Osteoporosis has been called “a pediatric disease with geriatric consequences,” which illustrates how a healthy and active childhood and adulthood can prevent osteoporosis by building strong bone structure years before osteoporosis may develop.

November is Osteoporosis Month in Canada, and here are 10 Top Tips to prevent this disabling disease by living the Pure Vibe Lifestyle. Prevention requires a balance of healthy lifestyle, daily activity, and plant-based nutrition.

1. Start Early

If you have a family history of osteoporosis, then develop a healthy-bone lifestyle early. According to             Sabrina Strickland, Orthopedic Surgeon at the Women’s Sports Medicine Centre in New York City, “If your mother had osteoporosis, you should be doing everything right from age 20 to 30. We make bone until we’re 30, so that is when we need to eat right—ideally we maximize bone mass while we are making it.”

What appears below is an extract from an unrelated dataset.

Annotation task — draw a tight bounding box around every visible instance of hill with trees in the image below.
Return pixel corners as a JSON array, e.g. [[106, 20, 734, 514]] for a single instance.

2. Exercise—Weight Bearing

Weight-bearing exercises are among the best ways to prevent osteoporosis and bone loss. When bones are exposed to mechanical stress, they grow stronger, and the muscle contractions and G-force created by Whole Body Vibration is the most effective way for stimulating increased bone density.

 3. Exercise—Balance and Flexibility

As important as increasing bone density are improving balance and flexibility, which dramatically reduce the frequency of falls and bone fractures. Stretching and yoga in Vibe Wellness, Flow and Barre Classes are excellent ways to improve balance and flexibility.

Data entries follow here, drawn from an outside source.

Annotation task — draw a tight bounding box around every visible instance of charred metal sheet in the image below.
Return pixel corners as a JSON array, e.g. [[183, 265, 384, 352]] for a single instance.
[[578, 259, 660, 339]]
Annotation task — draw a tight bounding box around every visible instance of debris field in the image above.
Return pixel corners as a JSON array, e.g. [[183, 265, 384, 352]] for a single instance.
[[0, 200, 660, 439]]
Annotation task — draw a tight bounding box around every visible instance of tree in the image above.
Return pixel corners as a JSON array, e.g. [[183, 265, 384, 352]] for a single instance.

4. Daily Exercise—Stick to it!

Research shows the benefits of exercise programs when maintained over weeks or months. One 6-month-long study of bone density in post-menopausal women showed that Whole Body Vibration increased spinal bone density by 2-percent in the women who vibed for only 5 minutes, 3 times a week. The control group, who did not Vibe, lost bone mass over the same time period. WBV can increase bone density, even later in life.

5. Lose the Junk

Your body needs healthy building blocks to form strong bones and muscles, and to overcome the poor effects of junk food, processed foods, alcohol, and smoking. Processed foods and soda can deplete your body of calcium and other important minerals, and interfere with your potassium-to-sodium ratio which is key to maintaining bone mass. Lose the junk!

6. Pass the Salt

But not just any salt! Lab-made table salt has been processed to prevent clumping and to remove “impurities” which are often the multitude of important trace minerals your body needs. Too much processed table salt can increase the risk for health concerns, including osteoporosis. Himalayan Pink Salt, a vibe staple however contains all 84 trace elements found in your body, in the combination and ratios your body needs, and has less sodium than table salt.

7. Eat Your Veggies

Your body needs a combination of many plant-derived minerals to form strong, healthy bones. Human bones are made with more than a dozen minerals. Don’t just focus on calcium, as that can actually    weaken your bones, and increase your risk of osteoporosis. Most North Americans suffer from low levels             of minerals and an excess of calcium as Dr. Robert Thompson explains this in his book, The Calcium Lie.

8. Optimize Vitamin D

Your body needs Vitamin D for healthy bone development, ideally from sun exposure. With the shorter days of Fall and Winter upon us, you’ll benefit from supplementing with Vitamin D3 (not D2). Your    health care professional can help you determine the best levels for you.

9. Serve up the Silica

One of many important trace minerals needed for bone development is silica, which is best absorbed from a variety of plant sources. Good dietary sources include: cucumber, bell peppers, tomatoes, and herbs such as horsetail, nettles, oat straw, and alfalfa.

 10. Magnify the Magnesium

While calcium has received the majority of attention for bone health for years, its role is dependent on magnesium in precise ratios in order to be effective. Magnesium is used in hundreds of processes in the body, and it’s stored in the bones. If you’re not consuming sufficient magnesium in your diet, then your body takes what it needs from your bones, weakening them over time. Excellent dietary sources of magnesium include kelp, oats, nuts (almonds and cashews) and seeds (hemp, chia, pumpkin, and sunflower) as well as leafy greens, bananas, sweet potatoes, beans and legumes.